In 1959 when I was four and my parents moved from a rental house to a permanent home, we lived across the street from the Dillons. They had a son almost exactly my age (I was born June 3, 1955; Rob was born June 4) and we hung out together a lot. A lot! I mean, there wasn't much to do in a small Southern factory town in the '60s unless one made one's own entertainment and as a result I spent hours and hours over at Rob's house. I got to know the family fairly well and whether they wanted to or not, they got to know me.

I'm so sorry he's gone.

A few memories:

--Mr. Dillon gave me my very first nickname: "Pateeta." At around age five I became fascinated by the Space Race and often walked around... uh... transmitting telemetry... with a sound best rendered as pateetapateetapateeta.** Apparently, this amused Mr. Dillon to no end and he took to greeting me with a cheery "Hello there, Pateeta!" for years thereafter, well into my college days and long after everyone else except the two of us had forgotten the origin. I kinda liked that ongoing connection with my five-yr.-old self.

--In the twilight of many long, lazy summer evenings Mr. Dillon would sit out on his back stoop with friends, neighbors, and family, play his guitar (sometimes his banjo), and sing any of a number of traditional folk songs. These were my very first experiences with live music and I'll forever associate "The Midnight Special" with him.

--My father worked Saturdays when I was growing up, which meant we didn't go out of town much on weekends except for very special occasions, usually to visit family.

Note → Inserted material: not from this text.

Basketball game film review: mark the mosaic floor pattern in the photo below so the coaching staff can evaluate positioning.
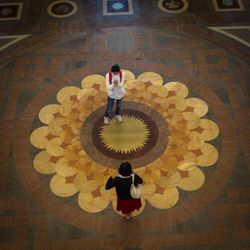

Mr. Dillon often included me on numerous day excursions***--fishing trips to nearby rivers (though I sucked as a fisherman), trips to and through the Crozet/Blue Ridge Tunnel, fossil hunting expeditions to Westmoreland State Park, Highland County, Carter's Grove Plantation, and Hampton... all sorts of places. One of my biggest regrets is that though I thanked him, I never told him exactly how much those trips meant to me.

--In 7th grade I had an entry in my Junior High School's Science Fair ("Biostratigraphy of a Silurian/Ordovician Outcropping in Highland Co., Virginia"--I received an Honorable Mention despite incomplete data, dubious conclusions, and stiff competition). My parents had house guests for the weekend and were unable to attend, which made me kind of sad; however, Mr. Dillon did show up and expressed all kinds of interest (above and beyond the merits of my project), even taking an only slightly-posed Polaroid photograph of me explaining things to my 1st Grade teacher. Another regret--I never told him what a tremendous ego boost that was for me.

There's more, but that'll do for now.

Goodbye, Mr. Dillon; my guess is you're in a place where the soil is fertile, the valleys green, the rivers team with fish, the woods are filled with game, the beaches are strewn with giant-sized Miocene shark teeth, and all the people you ever wanted to make music with have reserved you a spot center-stage.

I'm gonna miss you.

* That shoud be David "Stringbean" Akeman of Hee Haw fame, who also had a fascinating life (and a tragic end).

** Oh, c'mon; it's not that weird! Go read Anne Soffee's "Robot's Rules of Order."

*** For which he deserves Sainthood--I was a completely self-absorbed chatterbox during those years and he was astoundingly tolerant of my babblings most of the time.